National Natural Science Foundation of China
Higher Education Press
The Great Ordovician Biodiversification Event (GOBE): causes and consequences of diversity’s big bang
David A.T. Harper (DHarper@snm.ku.dk)
Natural History Museum of Denmark (Geological Museum), University of Copenhagen, Øster Voldgade 5-7, DK-1350 Copenhagen K, DenmarkThe Ordovician Period (c. 488-444 Ma) witnessed the steepest rise in the biodiversity and biocomplexity of marine life during the Phanerozoic, marked by the installation of a benthos dominated by suspension-feeding animals.
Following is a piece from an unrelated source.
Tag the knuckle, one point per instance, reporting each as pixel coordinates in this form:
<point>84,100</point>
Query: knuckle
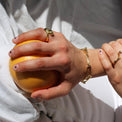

These changes in the abundance of life associated with increased bioturbation and tiering structures, set the agenda for subsequent marine ecosystems on the planet. Whereas the Cambrian Explosion generated a range of spectacular new body plans, it was not until some 20 Myr later that biodiversity at the family, genus and species level began to climb. Over an interval of some 25 Myr, accelerating γ (inter-provincial), β (inter-community), and α (intra-community) diversities were initiated by high diversities amongst Early Ordovician benthic faunas, emerging from the widespread anoxia of the Furongian (late Cambrian), and associated with the dispersal of the continents and the high frequency of volcanic arcs and microcontinents (γ diversity) against a background of sustained sea level rise during warm climates. For example, the disparate and diverse assemblages belonging to the Celtic, peri-Gondwanan and Toquima-Table Head, peri-Laurentian marginal and oceanic provinces helped accelerate the event, providing geographic centres for speciation. Moreover, during the Early and Mid Ordovician, community types expanded particularly into deeper water and around carbonate platforms and within mound structures (β diversity) and more animals were squeezed into communities by the canalization of ecological niches permitting more diverse and densely packed associations (α diversity). Other factors such as an abundance of phyto and zooplankton and planktotrophic larvae, driving a plankton revolution together with periodic meteorite showers, fluctuations in the planet’s climate and water temperature associated with sea-level changes may have provided critical resources and stimuli to a rapidly diversifying marine invertebrate fauna, participating in new trophic structures that reached its Palaeozoic plateau during the Late Ordovician. Recent standardized curves for Phanerozoic diversity indicate that the peak of the Ordovician radiation was rarely exceeded during subsequent geological time, highlighting the GOBE as one of a handful of truly major biological events.
David A.T. Harper
University of Copenhagen, Denmark
Biography
David Harper is Professor of Palaeontology, University of Copenhagen and is in charge of the palaeontological collections in the Geology Department, Natural History Museum of Denmark, University of Copenhagen. He is also head of the Geology Research Group at the museum. His research is field and specimen-based, focussed on the Lower Palaeozoic rocks and fossils of Greenland, Scandinavia, the British Isles and China and together with the Cenozoic of the Caribbean basin and he has an interest in developing computer-based methodologies for the analysis of fossils and their distributions, for example the computer software PAST. He has published some 250 scientific papers and over ten books. He is a past editor, Vice President and Chair of the Publications Board of the Palaeontological Association and is currently President of the International Palaeontological Association and Chairman of the International Subcommission on the Ordovician System.